Tammy Brochu was diagnosed with breast cancer 19 years ago and now she runs for a cure – a cure has not been found yet.
This fall, she ran along with nearly 1,700 other people, in the CIBC Run for the Cure at Lakeview Park in Oshawa.
Brochu had a support system with her. They call themselves the Pink W R Crawlers.
“We walk, we run, we crawl I’m a crawler,” says Brochu. She crawled her way to the finish line with the sun shining and music blaring.
The master of ceremonies, radio personality Terry Johnston, arrived wearing a bright pink duct tape suit. Runners and walkers wore various shades of pink, as well.
The survivor tent was featured prominently on the site. It was furnished with pink plastic chairs, cancer support groups, t-shirts, food, and a raffle.
The CIBC Run for the Cure has taken place at the park for the past 12 years, though it initially took place in a Durham College parking lot. It takes an average of 150 volunteers to put on the event, according to run co-director Gerrie Wonnacot.
Teams big and small support survivors by raising money for breast cancer research. Sharyn Little, communications coordinator for CIBC Run for the Cure, is a 23-year breast cancer survivor herself. She says that more and more survivors are coming out to run or walk.

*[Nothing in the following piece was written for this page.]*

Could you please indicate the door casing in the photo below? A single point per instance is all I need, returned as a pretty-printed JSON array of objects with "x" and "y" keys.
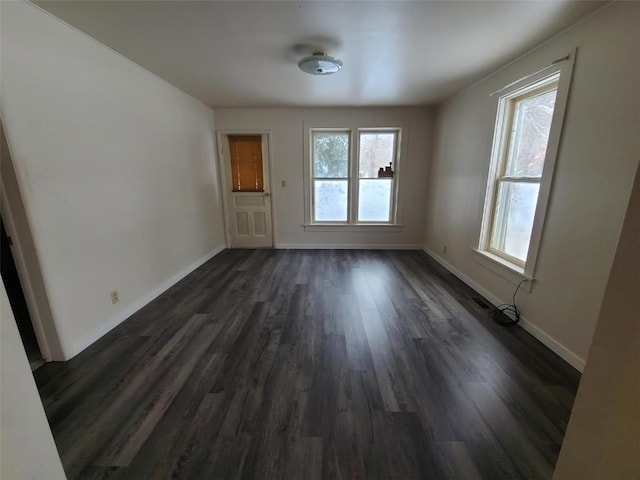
[{"x": 225, "y": 178}]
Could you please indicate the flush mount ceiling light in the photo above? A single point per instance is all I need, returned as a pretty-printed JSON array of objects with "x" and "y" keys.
[{"x": 320, "y": 64}]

According to the Canadian Breast Cancer Foundation, one in nine women will have breast cancer in her lifetime. It is also the most common cancer among Canadian women over 20.
Unfortunately for Brochu, her cancer came back after 18 years in remission. She required surgery in January to remove the lump. Her husband of 26 years was by her side the whole time and her sister helped take care of her.
But Brochu was there to do her walk and for that she says she feels blessed. She considers herself a survivor.
Her Pink W R Crawlers received the Women’s Team Challenge Award for raising almost $3,900.